Setting CPU Limits in general is a contended topic for production workloads, since If you apply them the workloads are throttled by definition. Limits for CPU for soft-tenancy pods are probably not going to be helpful unless you are approaching very dense setups (> 10 pods per core) - otherwise, you will waste more CPU by throttling than you save. CPU Limits definitely increase tail latencies for most non-predictable workloads (almost all request-driven use cases) in a way that will result in a worse overall application environment for most users most of the time (because of how limits are sliced). At lower pods per core, you are almost certainly trading a false security for a worse quality of service for the workloads you are running on Kubernetes.

CPU Limits are most useful when dealing with bad actors on your own platform, and even then, there are far more effective ways of dealing with bad actors like detection and account blocking. However, in the case of CDEs, you may consider applying the limits on the namespace level to prevent developers from accidentally saturating a compute node. If you apply limits, you must make sure the limits are high enough to allow normal bursts of CPU usage during the inner-loop activities. Otherwise, developers may experience unexpected performance issues during CPU-intensive activities.

Ephemeral Containers

Ephemeral Containers is a great example of how Kubernetes features are providing new opportunities for building application platforms for developers every release. Last year we talked about Ephemeral Containers at EclipseCon as a potential new opportunity for Cloud Development Environments. This year a kubectl plugin for debugging Kubernetes pods from a CDE, rather than the CLI has been presented at KubeCon.

Dynamic Resource Allocation (DRA)

Dynamic Resource Allocation (DRA) is yet another striking example of how Kubernetes features are providing new opportunities for developers with every release. With the push for GPU-centric applications, DRA was presented all throughout the last KubeCon North America 2024. It speaks to the popularity of AI-related workloads that require specific resources, and while today DRA mostly targets GPUs, it is very well possible that one day we will be talking about DRA for everything from CPUs and memory to customized hardware accelerators in the future.

Release Notes

To maximize the potential of your Kubernetes-based developer platform, consistently review the Release Notes. They offer a treasury of opportunities for innovative features, performance enhancements, optimizations, recommended configurations, best practices, and strategic planning based on future roadmap insights.

Adoption

For the last few years, we have seen a spike in the adoption of Eclipse Che and the downstream product Red Hat OpenShift Dev Spaces built on top of it. Multiple success stories when the Kubernetes-based platform for provisioning CDEs to enterprise teams is deployed across public, private, and hybrid environments motivate and encourage us every day. Here are just a few public references:

  • EPAM Systems deploys Eclipse Che on Azure Kubernetes Service (AKS).
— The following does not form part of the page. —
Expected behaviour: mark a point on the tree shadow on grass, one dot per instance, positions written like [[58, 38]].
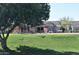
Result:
[[26, 50]]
  • Ford Motor Company uses fit-for-purpose OpenShift clusters and a dedicated Kubernetes Operator for managing CDEs.

  • Capgemini accelerates digital service development for the Federal Information Technology Center (ITZBund) using Red Hat OpenShift Dev Spaces Operator in combination with NVIDIA vGPU Operator for managing CDEs in the 100% air-gapped environment, isolated from the internet.

Conclusion

We trust in Kubernetes and do believe in the hybrid cloud. Open Source is in our DNA.